Tuesday, April 15, 2008

Red Star Coffee goes green for Earth Day

BY ERIC LINDBERG
DAILY SOUND STAFF WRITER

After five years as a mostly organic coffee roasting company, Red Star Coffee is changing its colors.
On Sunday, coinciding with Earth Day, the Santa Barbara-based company will be newly branded as Green Star Coffee. Its owners see the switch as a better reflection of their sustainable philosophy.

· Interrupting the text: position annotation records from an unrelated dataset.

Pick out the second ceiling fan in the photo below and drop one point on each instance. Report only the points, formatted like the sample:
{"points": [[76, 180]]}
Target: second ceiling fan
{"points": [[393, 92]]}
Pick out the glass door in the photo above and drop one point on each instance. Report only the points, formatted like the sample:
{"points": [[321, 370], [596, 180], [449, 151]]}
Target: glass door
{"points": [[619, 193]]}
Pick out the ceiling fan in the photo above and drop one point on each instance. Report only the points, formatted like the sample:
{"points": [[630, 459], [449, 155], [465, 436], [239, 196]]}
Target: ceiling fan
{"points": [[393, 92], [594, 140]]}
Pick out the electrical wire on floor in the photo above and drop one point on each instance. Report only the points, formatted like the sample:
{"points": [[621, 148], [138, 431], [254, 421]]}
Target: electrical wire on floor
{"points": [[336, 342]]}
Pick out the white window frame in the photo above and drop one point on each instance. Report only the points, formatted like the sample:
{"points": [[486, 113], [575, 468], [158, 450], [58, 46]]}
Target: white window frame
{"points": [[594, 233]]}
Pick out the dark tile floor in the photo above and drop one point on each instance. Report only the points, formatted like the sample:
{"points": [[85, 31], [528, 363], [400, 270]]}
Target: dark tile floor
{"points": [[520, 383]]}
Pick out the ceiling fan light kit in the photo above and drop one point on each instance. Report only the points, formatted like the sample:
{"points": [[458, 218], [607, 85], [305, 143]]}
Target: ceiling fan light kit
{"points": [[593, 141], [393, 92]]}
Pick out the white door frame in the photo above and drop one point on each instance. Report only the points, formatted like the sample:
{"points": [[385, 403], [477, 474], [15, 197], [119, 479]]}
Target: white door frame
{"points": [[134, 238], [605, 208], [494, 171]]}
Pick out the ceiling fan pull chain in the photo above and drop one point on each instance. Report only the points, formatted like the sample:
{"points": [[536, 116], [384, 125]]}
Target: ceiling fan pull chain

“We have been thinking about making this change for many years,” co-owner Kevin Donnelly said. “We’ve been Red Star Coffee, but we always thought that having a name that was a little more ‘green’ fit better with our core values.”
Admittedly, the company has always been on the forefront of sustainability and eco-friendliness, Donnelly said, with about 85 percent of its coffee beans roasted and sold as organic and standing as the only local roaster licensed by fair trade certifier TransFair USA.
But along with the name swap, Donnelly and his partner, roastmaster Daniel Randall, have dedicated themselves to selling only 100 percent organic coffee and will buy from just the top 3 percent of the specialty coffee market.
“For us, it is business as usual but with a new look and feel that reflects who we are in the marketplace,” Randall said in a prepared statement.
Other roasting companies typically sell about 5 to 10 percent of their stock as organic, Donnelly said, admitting that while it might be a challenge to go exclusively organic, the duo’s 25 years of experience in the specialty coffee industry give them an edge.
“We know how to get our hands on those coffees,” he said.
As far as the fair trade aspect, the company writes a check quarterly — about 15 cents per pound of fair trade coffee it sells — to TransFair USA, the nation’s only non-profit fair trade certification organization.
TransFair uses those funds to support coffee farms and neighboring communities by setting a minimum floor price, ensuring fair labor conditions, eliminating middlemen, investing in scholarships and training programs, and prohibiting pesticide use, among other policies and programs.
“It doesn’t give them fish, it teaches them how to fish,” Donnelly said.
The pay-off comes when Donnelly and Randall turn out a batch of slow-roasted coffee and put it up for sale at their Calle Real store, he said, and when customers compliment them on the low acidity and rich taste.
He said one customer, a dedicated patron of the coffee shop, came in one day with tears in his eyes, telling Donnelly that his coffee-loving wife had been unable to drink coffee for years due to stomach problems.
“All that has changed since she tried Green Star coffee,” Donnelly said. “She now enjoys her morning cup with her husband.”
The coffee-roasting pair will be on hand at the South Coast Earth Day Festival this Sunday at the Santa Barbara County Courthouse, handing out brewing samples and explaining their philosophy.
Donnelly said the company, which until now had developed support by word-of-mouth, will be airing commercials, taking out advertisements, and using every method they can to tell local residents why their product is unique.
“I don’t know anybody else who is 100 percent organic,” he said. “We’re breaking ground, at least in the county.”